Generally 6000 should be taken over two semesters, three hours of credit for each semester. The proposal mentioned above should include a description of the work to be done the first semester. The precise form of that work would be up to the director. It should, however, include regular meetings with the director and a substantial writing assignment, very possibly a first draft, or shorter papers leading to a draft, that would aid the student in finishing the thesis by second semester's deadline. At the end of the first semester the student must submit an outline for the thesis along with a report of the work done during the semester to be signed by the director and filed with the graduate coordinator.

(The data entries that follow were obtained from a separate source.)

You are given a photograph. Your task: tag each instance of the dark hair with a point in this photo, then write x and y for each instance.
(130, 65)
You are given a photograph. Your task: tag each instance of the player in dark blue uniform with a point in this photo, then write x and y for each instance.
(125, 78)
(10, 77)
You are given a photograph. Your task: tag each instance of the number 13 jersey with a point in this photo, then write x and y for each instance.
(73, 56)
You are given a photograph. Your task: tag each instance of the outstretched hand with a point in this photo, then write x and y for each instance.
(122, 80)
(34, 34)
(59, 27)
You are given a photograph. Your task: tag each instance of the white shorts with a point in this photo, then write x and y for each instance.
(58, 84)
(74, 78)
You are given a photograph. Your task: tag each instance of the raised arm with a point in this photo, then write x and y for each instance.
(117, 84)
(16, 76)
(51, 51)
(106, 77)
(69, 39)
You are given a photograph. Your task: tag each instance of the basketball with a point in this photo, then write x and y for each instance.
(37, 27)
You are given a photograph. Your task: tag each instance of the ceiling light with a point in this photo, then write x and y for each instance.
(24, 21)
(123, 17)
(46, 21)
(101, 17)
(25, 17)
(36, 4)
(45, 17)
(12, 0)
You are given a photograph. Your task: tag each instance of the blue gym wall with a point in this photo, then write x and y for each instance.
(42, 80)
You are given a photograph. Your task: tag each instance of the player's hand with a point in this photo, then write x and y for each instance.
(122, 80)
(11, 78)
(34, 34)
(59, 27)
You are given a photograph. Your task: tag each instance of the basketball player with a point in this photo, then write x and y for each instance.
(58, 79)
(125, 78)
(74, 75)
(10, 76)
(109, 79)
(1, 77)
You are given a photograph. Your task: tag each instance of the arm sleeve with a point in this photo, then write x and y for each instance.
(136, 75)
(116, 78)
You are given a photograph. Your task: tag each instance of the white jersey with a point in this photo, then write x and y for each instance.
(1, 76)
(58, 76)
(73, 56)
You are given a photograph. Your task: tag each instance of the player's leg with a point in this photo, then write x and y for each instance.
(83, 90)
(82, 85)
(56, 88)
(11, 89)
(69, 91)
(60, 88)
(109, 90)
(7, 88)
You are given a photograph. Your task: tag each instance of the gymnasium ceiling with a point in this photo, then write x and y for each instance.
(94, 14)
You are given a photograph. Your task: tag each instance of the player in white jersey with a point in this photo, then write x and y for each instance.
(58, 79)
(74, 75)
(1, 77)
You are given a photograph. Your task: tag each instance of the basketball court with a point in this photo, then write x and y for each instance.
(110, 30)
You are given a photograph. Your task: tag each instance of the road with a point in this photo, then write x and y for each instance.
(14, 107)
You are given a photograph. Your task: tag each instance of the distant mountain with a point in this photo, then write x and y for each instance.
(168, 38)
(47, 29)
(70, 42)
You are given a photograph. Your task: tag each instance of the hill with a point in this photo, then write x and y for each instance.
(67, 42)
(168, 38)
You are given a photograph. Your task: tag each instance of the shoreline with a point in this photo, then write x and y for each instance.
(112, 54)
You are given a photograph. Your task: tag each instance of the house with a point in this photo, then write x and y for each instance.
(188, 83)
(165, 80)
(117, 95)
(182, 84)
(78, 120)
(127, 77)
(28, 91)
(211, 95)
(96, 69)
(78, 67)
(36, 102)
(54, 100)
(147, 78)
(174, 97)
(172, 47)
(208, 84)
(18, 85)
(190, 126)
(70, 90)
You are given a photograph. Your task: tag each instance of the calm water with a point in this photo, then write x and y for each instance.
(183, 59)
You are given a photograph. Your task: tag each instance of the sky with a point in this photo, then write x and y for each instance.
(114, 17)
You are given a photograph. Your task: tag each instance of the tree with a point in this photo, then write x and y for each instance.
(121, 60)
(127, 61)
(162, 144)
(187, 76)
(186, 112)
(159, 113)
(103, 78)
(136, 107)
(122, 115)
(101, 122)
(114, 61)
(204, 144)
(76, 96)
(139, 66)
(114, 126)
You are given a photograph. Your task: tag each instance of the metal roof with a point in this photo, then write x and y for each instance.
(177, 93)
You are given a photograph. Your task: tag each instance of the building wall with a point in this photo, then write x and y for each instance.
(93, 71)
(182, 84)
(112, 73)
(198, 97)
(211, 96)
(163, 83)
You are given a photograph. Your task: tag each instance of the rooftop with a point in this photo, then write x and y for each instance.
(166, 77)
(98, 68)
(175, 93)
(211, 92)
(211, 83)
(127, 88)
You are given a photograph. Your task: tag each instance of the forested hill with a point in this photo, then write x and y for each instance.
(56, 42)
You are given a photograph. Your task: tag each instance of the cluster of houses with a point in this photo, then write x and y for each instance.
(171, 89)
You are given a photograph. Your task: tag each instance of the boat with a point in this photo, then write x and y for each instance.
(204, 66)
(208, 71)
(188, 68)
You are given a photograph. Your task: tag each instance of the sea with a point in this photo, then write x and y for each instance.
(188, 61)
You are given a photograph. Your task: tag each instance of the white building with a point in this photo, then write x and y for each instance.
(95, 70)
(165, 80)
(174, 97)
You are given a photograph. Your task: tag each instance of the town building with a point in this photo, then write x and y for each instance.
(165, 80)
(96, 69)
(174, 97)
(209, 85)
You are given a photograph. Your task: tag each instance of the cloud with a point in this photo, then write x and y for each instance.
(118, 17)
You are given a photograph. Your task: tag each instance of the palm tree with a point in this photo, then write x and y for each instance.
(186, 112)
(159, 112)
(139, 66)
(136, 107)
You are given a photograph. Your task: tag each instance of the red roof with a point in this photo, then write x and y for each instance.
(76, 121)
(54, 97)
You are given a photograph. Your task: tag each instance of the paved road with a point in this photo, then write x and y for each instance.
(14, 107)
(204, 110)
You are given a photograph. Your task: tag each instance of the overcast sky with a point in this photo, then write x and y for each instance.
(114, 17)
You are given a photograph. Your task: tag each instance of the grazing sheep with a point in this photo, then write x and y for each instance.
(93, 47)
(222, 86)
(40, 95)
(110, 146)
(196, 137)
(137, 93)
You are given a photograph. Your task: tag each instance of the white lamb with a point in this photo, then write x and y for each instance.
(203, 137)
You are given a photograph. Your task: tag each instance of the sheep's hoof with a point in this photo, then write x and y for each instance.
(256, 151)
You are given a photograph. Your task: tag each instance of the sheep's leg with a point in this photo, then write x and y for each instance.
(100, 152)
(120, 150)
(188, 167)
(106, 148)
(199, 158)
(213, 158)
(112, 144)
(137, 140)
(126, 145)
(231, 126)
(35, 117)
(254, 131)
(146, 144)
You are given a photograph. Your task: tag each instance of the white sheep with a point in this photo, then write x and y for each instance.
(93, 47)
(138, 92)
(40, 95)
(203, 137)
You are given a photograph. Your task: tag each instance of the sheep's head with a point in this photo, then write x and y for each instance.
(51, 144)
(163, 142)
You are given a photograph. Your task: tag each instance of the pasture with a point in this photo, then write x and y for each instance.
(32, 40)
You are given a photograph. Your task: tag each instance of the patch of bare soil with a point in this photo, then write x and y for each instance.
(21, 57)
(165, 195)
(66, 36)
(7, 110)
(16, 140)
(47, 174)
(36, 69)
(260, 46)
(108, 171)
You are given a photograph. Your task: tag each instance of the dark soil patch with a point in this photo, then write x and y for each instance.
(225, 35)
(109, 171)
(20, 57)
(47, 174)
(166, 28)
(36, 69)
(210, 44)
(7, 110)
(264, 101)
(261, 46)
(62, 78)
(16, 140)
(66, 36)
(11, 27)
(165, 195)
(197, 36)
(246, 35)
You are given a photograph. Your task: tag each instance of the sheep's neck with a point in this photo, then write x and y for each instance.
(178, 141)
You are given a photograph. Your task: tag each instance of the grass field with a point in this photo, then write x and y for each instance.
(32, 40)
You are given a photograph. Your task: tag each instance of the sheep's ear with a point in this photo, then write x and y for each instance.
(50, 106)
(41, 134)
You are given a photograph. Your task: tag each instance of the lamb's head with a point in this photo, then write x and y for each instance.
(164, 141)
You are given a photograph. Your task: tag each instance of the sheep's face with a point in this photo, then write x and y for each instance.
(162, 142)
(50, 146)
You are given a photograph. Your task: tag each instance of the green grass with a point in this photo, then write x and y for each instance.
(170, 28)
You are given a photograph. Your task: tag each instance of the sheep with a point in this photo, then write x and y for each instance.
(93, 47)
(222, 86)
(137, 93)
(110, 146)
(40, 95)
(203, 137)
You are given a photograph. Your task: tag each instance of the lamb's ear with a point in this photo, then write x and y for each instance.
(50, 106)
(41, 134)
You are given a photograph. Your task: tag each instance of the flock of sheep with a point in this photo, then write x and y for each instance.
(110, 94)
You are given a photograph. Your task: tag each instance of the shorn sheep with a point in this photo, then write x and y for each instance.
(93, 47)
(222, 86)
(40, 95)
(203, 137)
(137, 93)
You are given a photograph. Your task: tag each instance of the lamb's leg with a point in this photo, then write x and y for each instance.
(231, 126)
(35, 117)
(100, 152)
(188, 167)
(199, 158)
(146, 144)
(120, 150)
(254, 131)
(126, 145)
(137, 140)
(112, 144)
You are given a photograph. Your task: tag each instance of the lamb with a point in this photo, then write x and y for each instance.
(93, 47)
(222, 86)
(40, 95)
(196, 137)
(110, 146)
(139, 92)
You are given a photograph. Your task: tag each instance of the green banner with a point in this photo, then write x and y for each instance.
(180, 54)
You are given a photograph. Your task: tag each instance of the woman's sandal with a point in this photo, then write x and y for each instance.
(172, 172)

In order to fulfill the Graduate School's requirements for the successful submission of the thesis, the student must submit the completed copies of the thesis to the thesis director and to the other committee members six weeks into the semester . This will give the committee time to critique the drafts and return them to the student for revisions. After revising, the student will resubmit the thesis to the committee for approval. In case of a split vote, the majority vote will determine whether the thesis is acceptable.
Early in the second semester, students should visit the Graduate School office (338 Woods Hall), and personally acquaint themselves with that office's prescriptions and schedule for the submission of the thesis. Dates vary each year in accord with the academic calendar.